Though restricted in some nations, freedom of speech is a human right. However, nowhere is this right without limit. More recently, freedom of speech came up with Pope Francis’ controversial assertions on the limits of freedom of speech in reaction to the terrorist attack on Charlie Hebdo by Islamic extremists.

Out of these recent controversies, questions for the future arise: Can freedom of speech go too far? Could too much freedom of expression result in war? Or will restriction of freedom of expression itself lead to war and violation of human rights? Ultimately, we must find a way to balance the competing interests, preserve our rights and settle our cultural differences peacefully.

Bernadette Shetrone is a 3L law student at University of Denver Sturm College of Law and a Staff Editor for the Denver Journal of International Law and Policy. 

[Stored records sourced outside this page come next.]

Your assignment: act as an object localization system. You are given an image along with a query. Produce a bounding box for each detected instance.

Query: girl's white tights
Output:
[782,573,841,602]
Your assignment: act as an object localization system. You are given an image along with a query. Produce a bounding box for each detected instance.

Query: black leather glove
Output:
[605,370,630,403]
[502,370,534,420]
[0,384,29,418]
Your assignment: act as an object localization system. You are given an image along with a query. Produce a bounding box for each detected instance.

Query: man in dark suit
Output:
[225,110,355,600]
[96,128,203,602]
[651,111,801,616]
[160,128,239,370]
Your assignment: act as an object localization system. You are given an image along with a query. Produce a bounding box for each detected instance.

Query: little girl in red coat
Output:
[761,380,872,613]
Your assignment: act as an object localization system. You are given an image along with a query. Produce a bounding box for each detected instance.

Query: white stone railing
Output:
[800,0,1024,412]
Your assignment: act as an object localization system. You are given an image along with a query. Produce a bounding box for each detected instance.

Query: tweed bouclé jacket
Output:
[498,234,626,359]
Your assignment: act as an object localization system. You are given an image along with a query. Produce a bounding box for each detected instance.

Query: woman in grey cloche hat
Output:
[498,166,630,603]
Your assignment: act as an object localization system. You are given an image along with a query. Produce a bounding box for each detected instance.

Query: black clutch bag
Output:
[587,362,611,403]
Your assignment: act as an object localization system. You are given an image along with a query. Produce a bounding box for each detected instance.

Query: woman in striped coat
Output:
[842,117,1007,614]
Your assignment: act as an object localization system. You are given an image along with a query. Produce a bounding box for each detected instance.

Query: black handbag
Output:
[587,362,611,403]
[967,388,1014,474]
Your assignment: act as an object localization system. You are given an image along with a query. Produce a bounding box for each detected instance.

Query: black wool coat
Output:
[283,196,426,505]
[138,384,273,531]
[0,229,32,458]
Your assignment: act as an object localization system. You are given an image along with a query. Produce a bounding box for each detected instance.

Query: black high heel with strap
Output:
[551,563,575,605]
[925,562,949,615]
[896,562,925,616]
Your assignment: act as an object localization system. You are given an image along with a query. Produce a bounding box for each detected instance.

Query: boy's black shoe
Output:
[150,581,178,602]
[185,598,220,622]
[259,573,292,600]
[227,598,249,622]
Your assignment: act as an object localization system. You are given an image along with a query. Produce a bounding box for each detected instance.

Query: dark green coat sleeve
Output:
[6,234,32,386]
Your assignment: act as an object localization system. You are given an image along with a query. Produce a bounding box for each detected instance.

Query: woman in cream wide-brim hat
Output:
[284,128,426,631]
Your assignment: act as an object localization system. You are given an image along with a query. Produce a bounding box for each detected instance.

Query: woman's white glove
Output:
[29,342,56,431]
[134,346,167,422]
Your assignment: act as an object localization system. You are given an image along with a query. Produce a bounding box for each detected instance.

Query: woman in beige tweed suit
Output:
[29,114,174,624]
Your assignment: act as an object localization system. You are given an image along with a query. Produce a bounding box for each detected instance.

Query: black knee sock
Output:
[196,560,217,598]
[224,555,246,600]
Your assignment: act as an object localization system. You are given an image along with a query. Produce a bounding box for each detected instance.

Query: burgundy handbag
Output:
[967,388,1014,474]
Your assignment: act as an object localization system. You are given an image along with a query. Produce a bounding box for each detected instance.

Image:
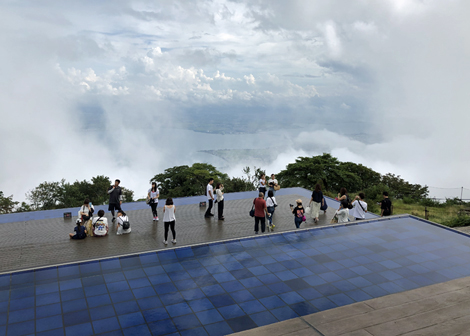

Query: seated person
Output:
[69,218,86,239]
[93,210,109,237]
[116,210,131,235]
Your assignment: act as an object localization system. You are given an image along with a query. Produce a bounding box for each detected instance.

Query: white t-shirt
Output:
[163,205,176,222]
[268,179,278,188]
[206,184,214,200]
[336,209,349,223]
[93,217,108,236]
[215,189,224,202]
[351,200,367,219]
[148,188,160,203]
[266,197,277,207]
[116,216,131,235]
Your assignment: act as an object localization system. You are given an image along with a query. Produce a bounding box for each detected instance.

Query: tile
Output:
[196,309,224,325]
[218,304,245,320]
[204,321,233,336]
[142,307,170,323]
[226,316,257,332]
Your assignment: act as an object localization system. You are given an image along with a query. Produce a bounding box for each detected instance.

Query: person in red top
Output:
[253,193,271,233]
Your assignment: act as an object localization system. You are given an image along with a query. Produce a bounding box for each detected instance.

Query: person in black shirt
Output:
[69,218,86,239]
[108,180,122,221]
[380,191,392,217]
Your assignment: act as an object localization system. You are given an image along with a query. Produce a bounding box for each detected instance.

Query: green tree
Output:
[0,191,18,214]
[277,153,362,191]
[150,163,229,197]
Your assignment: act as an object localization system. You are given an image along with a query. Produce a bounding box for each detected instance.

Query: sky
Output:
[0,0,470,200]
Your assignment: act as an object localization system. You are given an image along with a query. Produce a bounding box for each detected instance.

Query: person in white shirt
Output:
[335,199,349,223]
[351,193,367,220]
[266,190,277,230]
[259,174,266,196]
[163,197,176,245]
[204,177,214,218]
[78,198,95,236]
[215,183,225,220]
[93,210,109,237]
[147,182,160,222]
[116,210,131,236]
[268,174,278,195]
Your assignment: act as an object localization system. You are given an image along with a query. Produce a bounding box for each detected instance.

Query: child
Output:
[69,218,86,239]
[93,210,108,237]
[163,197,176,245]
[116,210,131,236]
[290,198,305,229]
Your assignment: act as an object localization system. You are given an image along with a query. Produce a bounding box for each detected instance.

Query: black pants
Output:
[165,221,176,240]
[150,203,158,217]
[217,200,224,219]
[255,216,266,232]
[204,200,214,217]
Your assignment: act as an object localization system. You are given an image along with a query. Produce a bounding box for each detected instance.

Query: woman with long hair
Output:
[163,197,176,245]
[215,183,225,220]
[310,183,325,223]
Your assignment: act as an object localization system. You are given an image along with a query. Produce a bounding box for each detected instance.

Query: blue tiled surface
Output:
[0,217,470,335]
[0,188,368,224]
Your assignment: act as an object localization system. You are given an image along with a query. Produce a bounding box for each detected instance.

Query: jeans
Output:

One Response to “Sony Pictures’ “The Interview”— Freedom of speech or act of war?”

  1. Val Jones says:

    Interesting questions! The questions this incident raises aren’t entirely unknown in concepts of speech in classical liberalism and I, for one, hope there’s some conversation here about the nuances. For instance, how does this incident compare to other incidents where citizens of different countries get political leaders embroiled in ideological conflicts as opposed to this one where the leaders threaten citizens of other countries who challenge their ideology? Also, where is the line between war and terrorism here?

    Me? I don’t think it’s a simple question of free speech, though that is where the vast majority of my concerns here lie. I also think that, offensive or not, threatening movie-going citizens with random bombings or whatever it was is flat out terrorism. And worst of all, those actions made Seth Rogan and James Franco into the heroes of the moment of free speech.